INVITÉE RTL - Amélie Mauresmo trouve qu'il y a un "creux générationnel" dans le tennis féminin français et estime qu'"un sportif sera mis sur un piédestal bien plus facilement qu'une sportive".

Amélie Mauresmo, à Wimbledon en 2013
Amélie Mauresmo, à Wimbledon en 2013
Crédit : AFP/G.Kirk
Julien Absalon & Yves Calvi

L'Open GDF Suez, tournoi de tennis féminin qui se déroule à Paris depuis le 25 janvier et jusqu'au 2 février, a perdu son sponsor principal. Le groupe mondial de l'énergie a décidé cette année de ne plus continuer sa collaboration vieille de 22 ans.

Un coup dur pour cette compétition codirigée, mais aussi pour l'ensemble du tennis féminin, bien moins considéré que le masculin. Amélie Mauresmo, invitée de RTL mardi 28 janvier et codirectrice du tournoi, estime que c'est la notamment dû à un "creux générationnel" chez les tenniswomen françaises. "On a eu ma génération puis celle de Marion Bartoli qui a fait le lien", dit Mauresmo.
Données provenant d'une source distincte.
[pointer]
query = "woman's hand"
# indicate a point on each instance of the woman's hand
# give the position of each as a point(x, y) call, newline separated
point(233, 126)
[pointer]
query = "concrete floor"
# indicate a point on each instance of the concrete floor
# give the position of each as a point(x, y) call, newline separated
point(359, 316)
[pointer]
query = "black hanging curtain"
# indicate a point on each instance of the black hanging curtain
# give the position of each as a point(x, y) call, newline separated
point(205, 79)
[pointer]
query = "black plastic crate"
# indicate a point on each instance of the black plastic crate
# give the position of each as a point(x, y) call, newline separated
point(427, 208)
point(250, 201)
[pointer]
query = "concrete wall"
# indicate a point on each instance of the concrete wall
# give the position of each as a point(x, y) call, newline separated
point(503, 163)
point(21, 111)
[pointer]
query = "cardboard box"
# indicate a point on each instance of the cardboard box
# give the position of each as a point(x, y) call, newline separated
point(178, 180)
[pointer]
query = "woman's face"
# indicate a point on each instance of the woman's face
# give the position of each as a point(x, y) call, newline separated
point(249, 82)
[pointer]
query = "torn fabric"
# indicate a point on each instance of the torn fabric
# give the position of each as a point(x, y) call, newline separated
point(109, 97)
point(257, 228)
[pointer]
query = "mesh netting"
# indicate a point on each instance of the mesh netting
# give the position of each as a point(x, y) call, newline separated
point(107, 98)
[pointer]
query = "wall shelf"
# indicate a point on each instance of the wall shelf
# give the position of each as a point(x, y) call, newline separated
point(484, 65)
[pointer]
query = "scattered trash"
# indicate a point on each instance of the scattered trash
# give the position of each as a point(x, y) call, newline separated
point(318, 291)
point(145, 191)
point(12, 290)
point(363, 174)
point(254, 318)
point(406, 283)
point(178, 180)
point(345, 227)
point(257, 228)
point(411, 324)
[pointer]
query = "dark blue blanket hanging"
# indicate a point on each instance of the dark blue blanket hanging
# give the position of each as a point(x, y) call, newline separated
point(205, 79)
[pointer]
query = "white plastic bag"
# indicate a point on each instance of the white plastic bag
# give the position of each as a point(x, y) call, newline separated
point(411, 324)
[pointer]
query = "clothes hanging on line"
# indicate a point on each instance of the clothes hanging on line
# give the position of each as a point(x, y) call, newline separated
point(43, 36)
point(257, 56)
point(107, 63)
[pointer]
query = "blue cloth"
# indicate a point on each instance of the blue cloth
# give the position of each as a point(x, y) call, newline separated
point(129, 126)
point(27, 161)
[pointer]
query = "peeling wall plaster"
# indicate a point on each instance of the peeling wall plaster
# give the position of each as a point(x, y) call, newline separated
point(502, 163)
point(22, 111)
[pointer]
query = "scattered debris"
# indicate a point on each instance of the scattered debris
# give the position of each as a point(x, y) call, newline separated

Un Open d'Australie catastrophique pour les Françaises

En réalité, si à l'époque de Mauresmo il y avait aussi Mary Pierce, victorieuse dans deux tournois du Grand Chelem, il n'y avait plus grand monde pour accompagner Bartoli avant qu'elle ne se de tennis en juin 2013 après son titre à Wimbledon.

Pour preuve, la joueuse la mieux placée au classement mondial WTA est Alizé Cornet, 25e. Quant à la deuxième Bleue, Kristina Mladenovic, elle n'est que 62e. Autant dire qu'il n'y avait pas grand chose à espérer à l'Open d'Australie qui s'est achevé la semaine dernière, où le meilleur parcours féminin français, celui de Cornet, s'est arrêté au 3e tour.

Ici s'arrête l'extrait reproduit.